Supply Chain News South Africa

A case for buying

SABMiller's AUS$9,5bn cash bid for Australian brewer Foster's Group was greeted in classic knee-jerk fashion by investors already spooked by general market weakness. Within three days of the announcement SABMiller's share price had been hammered by over 6%, creating an equally classic buying opportunity for investors taking a more measured view.

SABMiller's stance with Foster's is that you buy a company not when it's firing on all cylinders, but when it is in serious need of remedial action. "Foster's is a tired old company in need of a new lease of life, which SABMiller can give it," says Absa Asset Management analyst Christopher Gilmour. "They [SABMiller] have done their homework."

If SABMiller's bid eventually succeeds - Foster's has rejected it - it will take action in two key areas: reverse its flagging performance in the beer market and slash costs.

Foster's market share is sliding, having fallen from 53% in 2007 to 49% in 2010. Its beer volume fell about 6% year on year in October 2010 compared with a 4% growth rate a year earlier.

The main reason for the decline, says Sanford C Bernstein analyst Trevor Stirling, is Foster's under-representation in the fast-growing premium segment, where it is losing market share to smaller players, including Pacific Beverages, in which SABMiller has a 50% stake.

Anyone doubting SABMiller's ability in the premium beer market need look no further than SA, where it has used its marketing skills to transform an ordinary beer, Castle Lite, into the leading premium brand.

There is plenty of scope to cut costs at Foster's.

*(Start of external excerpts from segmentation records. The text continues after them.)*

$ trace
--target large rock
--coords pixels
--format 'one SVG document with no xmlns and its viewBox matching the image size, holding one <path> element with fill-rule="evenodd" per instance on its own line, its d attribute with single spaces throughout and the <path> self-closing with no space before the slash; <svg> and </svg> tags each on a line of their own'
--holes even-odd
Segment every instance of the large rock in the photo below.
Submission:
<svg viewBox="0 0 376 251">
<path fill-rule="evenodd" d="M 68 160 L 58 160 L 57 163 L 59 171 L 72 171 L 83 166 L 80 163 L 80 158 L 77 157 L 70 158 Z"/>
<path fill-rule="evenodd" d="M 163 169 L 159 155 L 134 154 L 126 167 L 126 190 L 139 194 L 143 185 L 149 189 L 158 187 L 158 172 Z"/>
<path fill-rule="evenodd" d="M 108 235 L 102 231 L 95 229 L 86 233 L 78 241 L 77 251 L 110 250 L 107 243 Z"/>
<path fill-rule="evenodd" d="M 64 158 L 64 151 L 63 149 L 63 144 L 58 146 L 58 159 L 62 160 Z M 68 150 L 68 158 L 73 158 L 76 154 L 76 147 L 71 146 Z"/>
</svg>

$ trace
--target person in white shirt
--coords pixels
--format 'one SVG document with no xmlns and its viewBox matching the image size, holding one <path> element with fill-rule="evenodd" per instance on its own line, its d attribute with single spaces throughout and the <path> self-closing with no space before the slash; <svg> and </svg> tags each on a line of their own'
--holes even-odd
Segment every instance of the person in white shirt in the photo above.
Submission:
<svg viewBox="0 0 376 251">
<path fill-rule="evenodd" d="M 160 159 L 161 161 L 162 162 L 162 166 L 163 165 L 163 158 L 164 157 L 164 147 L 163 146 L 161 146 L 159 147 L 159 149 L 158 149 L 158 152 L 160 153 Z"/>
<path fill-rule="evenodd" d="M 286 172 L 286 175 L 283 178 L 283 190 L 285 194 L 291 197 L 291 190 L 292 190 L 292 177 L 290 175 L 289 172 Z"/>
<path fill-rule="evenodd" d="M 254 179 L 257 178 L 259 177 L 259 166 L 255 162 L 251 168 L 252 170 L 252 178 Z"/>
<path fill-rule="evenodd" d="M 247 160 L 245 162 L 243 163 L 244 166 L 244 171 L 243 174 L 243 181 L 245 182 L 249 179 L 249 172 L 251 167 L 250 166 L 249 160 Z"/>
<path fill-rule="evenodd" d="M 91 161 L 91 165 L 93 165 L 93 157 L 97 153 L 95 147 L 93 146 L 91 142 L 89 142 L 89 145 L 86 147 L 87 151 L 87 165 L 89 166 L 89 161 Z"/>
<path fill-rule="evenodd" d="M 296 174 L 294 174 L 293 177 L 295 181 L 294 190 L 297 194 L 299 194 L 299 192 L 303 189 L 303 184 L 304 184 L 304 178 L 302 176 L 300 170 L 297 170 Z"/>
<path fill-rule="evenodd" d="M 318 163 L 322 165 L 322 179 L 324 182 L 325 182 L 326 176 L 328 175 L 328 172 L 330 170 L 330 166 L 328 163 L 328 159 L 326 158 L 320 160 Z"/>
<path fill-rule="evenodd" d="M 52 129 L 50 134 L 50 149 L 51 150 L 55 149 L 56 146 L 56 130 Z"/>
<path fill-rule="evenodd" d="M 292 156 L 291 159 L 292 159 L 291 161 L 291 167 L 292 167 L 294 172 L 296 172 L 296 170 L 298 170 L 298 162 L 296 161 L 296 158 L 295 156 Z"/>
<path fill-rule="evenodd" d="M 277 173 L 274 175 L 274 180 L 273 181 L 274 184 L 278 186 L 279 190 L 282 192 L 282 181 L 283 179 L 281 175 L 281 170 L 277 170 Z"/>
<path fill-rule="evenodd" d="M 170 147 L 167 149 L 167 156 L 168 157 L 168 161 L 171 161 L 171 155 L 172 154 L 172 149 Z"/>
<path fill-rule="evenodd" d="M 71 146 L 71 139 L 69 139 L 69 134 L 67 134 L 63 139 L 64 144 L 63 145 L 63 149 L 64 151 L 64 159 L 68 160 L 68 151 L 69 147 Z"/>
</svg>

SABMiller's beer volume is 21 times greater than the Australian brewer's while its total costs are only a little more than six times higher.

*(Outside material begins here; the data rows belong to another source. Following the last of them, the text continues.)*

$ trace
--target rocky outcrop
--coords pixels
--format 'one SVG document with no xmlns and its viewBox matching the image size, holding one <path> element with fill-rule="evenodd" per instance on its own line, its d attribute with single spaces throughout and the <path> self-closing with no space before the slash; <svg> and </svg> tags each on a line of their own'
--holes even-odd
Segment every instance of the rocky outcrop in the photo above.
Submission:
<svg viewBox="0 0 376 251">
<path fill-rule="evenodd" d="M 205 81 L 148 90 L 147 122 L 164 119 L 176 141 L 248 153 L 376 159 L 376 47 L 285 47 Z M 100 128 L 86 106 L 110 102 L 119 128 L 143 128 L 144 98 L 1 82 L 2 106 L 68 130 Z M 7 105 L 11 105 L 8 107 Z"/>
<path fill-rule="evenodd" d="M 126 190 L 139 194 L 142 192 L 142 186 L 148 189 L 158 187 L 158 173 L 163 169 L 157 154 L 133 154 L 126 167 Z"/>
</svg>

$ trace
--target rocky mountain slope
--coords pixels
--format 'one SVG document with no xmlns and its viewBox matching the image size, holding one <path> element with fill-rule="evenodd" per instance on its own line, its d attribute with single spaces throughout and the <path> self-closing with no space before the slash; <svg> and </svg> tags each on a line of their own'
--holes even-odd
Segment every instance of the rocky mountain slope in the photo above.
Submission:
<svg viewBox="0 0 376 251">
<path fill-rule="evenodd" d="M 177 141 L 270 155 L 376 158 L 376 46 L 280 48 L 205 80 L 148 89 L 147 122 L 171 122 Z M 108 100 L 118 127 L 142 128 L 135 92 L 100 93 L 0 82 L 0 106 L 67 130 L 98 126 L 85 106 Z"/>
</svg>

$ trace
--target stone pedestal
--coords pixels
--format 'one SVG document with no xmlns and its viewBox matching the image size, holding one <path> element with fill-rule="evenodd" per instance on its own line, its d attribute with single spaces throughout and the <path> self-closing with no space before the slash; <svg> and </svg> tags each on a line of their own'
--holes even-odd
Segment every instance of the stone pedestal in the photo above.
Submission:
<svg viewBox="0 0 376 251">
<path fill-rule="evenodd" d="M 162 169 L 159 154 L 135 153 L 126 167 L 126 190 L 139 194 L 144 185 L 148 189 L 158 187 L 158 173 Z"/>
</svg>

SABMiller's ability to extract costs from a business is also in no doubt. In the US, for example, SABMiller's 58%owned MillerCoors has sliced US684m off costs over the past three years and a further $66m is targeted by the end of 2012. Since 2009 in SA, R1bn in costs have been cut off what was already an efficient business. (See Cover Story June 10.)

Even in its current poor state of repair Foster's would add about 10% to SABMiller's sales (US18bn in 2010/2011) and, estimates Citigroup analyst Adam Spielman, add 6%-7% to its EPS in its year to March 2013. Foster's is also "highly cash generative", he notes.

A concern of many analysts is that Foster's will reduce SABMiller's attraction as an emerging-market play. Stirling estimates that the contribution of emerging markets would fall from 84% of SABMiller's profit at the interest, tax, depreciation and amortisation level at present and a projected 86% in 2013/2014 to 74% in 2013/2014.

Putting a different slant on it, rating agency Moody's believes a rebalancing of SABMiller's earnings base away from developing and emerging markets to assets generating strong cash flow in a mature beer market will enhance its credit rating. This would be important to SABMiller, which would have to fund the deal in part with debt.

How much SABMiller will have to fork out to secure the deal is unclear. Spielman believes it will have to raise its offer by at least 12%. A rival bid for Foster's is also possible, with US brewer Molson Coors tipped as a possible contender. Reassuringly, SABMiller has stated that it will not jeopardise its investment-grade credit rating to fund the deal.

For investors prepared to back SABMiller management's belief that it can extract value from Foster's, the current dithering over the pros and cons of the deal appears to be presenting them with a great buying opportunity.